# what is the differnce??????



## sangha (Dec 29, 2012)

what is the diffrence between

high flyers -

tiplers-

tumblers-

rollers-


----------



## dragoons.izzy (Sep 26, 2012)

*High flyers*- the name basically says it. The pigeons fly at high altitudes and are barely visible 
*Tipplers*- have very good stamina and are used for very long races
*Tumblers*- these birds tumble when they when to lose altitude 
*Rollers*- these birds are similar to tumblers but they roll to lose altitude


----------



## meldrew (Jun 10, 2009)

*High Flyers* will fly very high and appear as specks in the sky.
*Tipplers* will also fly high and are bred to stay above loft for extended periods in a kit. (small group).
*Tumblers *will tumble over a few times when flying or in some cases from the ground. Many breeds of tumblers no longer tumble at all.
*Rollers* perform a roll backwards, and should look like a spinning ball when rolling properly.


----------



## NZ Pigeon (Nov 12, 2011)

Agree with Meldrew, dragoons.izzy - Tipplers can home from 100 miles which is incredibly short in racing terms, They are NOT race birds.

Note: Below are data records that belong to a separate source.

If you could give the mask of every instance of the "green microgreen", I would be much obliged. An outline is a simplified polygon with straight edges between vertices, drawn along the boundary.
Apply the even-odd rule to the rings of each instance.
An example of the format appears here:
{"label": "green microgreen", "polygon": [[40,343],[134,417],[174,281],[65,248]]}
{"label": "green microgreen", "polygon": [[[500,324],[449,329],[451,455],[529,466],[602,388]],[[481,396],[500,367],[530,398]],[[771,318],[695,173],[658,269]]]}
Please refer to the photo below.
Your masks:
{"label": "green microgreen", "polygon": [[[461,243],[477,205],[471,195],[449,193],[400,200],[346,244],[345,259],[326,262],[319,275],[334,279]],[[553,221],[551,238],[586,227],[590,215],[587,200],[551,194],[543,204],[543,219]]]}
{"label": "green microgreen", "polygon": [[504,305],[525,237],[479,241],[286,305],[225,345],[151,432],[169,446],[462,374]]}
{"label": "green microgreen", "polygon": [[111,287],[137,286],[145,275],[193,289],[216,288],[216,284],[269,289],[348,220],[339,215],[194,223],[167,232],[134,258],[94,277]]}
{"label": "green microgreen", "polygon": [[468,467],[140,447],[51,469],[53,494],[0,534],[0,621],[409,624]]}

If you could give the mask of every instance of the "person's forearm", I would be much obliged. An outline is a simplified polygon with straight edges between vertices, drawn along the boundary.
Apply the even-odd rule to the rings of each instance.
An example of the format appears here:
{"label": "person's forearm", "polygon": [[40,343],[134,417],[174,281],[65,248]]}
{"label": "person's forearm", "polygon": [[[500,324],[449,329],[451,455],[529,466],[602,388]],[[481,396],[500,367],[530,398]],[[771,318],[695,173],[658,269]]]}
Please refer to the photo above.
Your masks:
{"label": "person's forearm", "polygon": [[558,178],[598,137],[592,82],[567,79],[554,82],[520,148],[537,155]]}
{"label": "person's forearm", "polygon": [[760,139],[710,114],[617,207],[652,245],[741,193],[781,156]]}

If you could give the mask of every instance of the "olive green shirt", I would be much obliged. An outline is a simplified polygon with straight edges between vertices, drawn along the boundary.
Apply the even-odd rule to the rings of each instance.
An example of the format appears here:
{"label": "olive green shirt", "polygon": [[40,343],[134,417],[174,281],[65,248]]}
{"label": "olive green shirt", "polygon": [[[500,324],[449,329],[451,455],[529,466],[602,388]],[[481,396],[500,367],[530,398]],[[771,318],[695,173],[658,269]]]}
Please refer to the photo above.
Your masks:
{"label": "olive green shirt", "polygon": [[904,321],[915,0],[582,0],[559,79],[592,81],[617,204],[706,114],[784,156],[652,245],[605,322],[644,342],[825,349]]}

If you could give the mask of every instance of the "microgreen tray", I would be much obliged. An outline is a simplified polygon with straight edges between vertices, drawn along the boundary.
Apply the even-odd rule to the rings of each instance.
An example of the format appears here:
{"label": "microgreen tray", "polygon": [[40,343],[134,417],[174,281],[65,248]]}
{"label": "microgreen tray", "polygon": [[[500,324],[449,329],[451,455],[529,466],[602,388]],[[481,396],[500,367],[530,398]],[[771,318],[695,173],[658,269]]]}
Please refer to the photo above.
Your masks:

Parlor rollers literally roll along the ground and do not fly.

Some high flying breeds fly as a kit ( group ) some fly solo.
Tipplers do fly high but are bred for endurance and teh ability to rake or butterfly which is where they ride the wind currents loosing altitude slowly and saving energy, they go up and down, On a good day they can catch up drafts and gain altitude while using little or no energy.


----------



## kingdizon (Jan 14, 2013)

high flyers - Meant for the highest altitude. Serbian high flyers go as far up as 1500meters in the sky.

tipplers- Meant for endurance flight,not distance.Flying results of up to 22 hours (non-stop) have been reported

tumblers- Meant for a backflip in the air,usually led by a drop with wings up in the air.

rollers- Meant for multiple backflips in the air,unlike the tumblers,rollers commit rapid somersaults that can descend them up to 40 feet down. Parlor rollers however are a flightless breed that roll on the ground, with some reported to have rolled up to 100 feet.


----------